MARSILIO DA PADOVA: PENSIERO
Marsilio da Padova, rettore dell’università di Parigi e monaco, si trova nella capitale del regno Capetingio quando si sviluppa la lotta tra Filippo IV detto “il Bello” e Papa Bonifacio VIII.
Testimone di questo scontro lo vede parte di un vivace contesto culturale in cui si muoveva, la vita culturale dell’Accademia parigina. Egli scrisse “Defensor Pacis” che lo renderà talmente noto da favorire la sua ascesa come consigliere politico di Ludovico Il Bavaro, Imperatore del Sacro Romano Impero del Regno della Germania.
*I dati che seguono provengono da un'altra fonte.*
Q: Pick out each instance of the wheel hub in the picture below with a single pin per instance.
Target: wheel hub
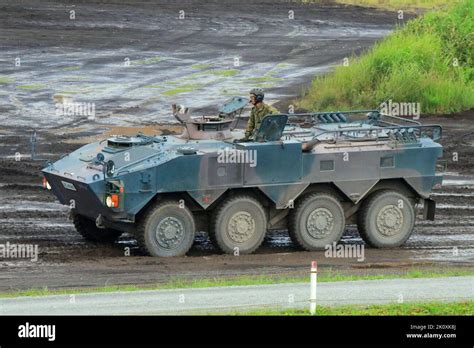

Marsilio lo accompagnò a Roma nel 1327 nella sua incoronazione che avvenne ad opera del popolo romano anziché per rito pontificio.
La legittimità della sovranità non arriva dal Papa ma dal popolo.
Marsilio propagandava la necessità di un impero laico che avrebbe portato alla diffusione di una laicizzazione generale.
Tanto è vero che nel 1356 verrà emanata la Bolla d’Oro che stabilì che l’imperatore doveva essere eletto da un Concilio che metteva insieme laici e uomini religiosi (4 sono principi laici, anche se ispirati religiosamente,e 3 sono Arcivescovi).
CONCEZIONE POLITICA MARSILIO DA PADOVA
Marsilio arriva a dire che tutto quanto non è dimostrabile per mezzo della ragione non è politico. Il politico è autonomo da un giudizio morale.
Con Marsilio, a differenza di quanto aveva detto Tommaso d’Aquino (in cui ordine naturale e spirituale sono in una dimensione parallela e complementare) vi è un’assoluta separatezza. tra ordine naturale e ordine spirituale.
La comunità dei cittadini ha la sovranità, civis è la civitas, la cittadinanza quale unica fonte legittima della legge. Il potere legislativo spetta al popolo.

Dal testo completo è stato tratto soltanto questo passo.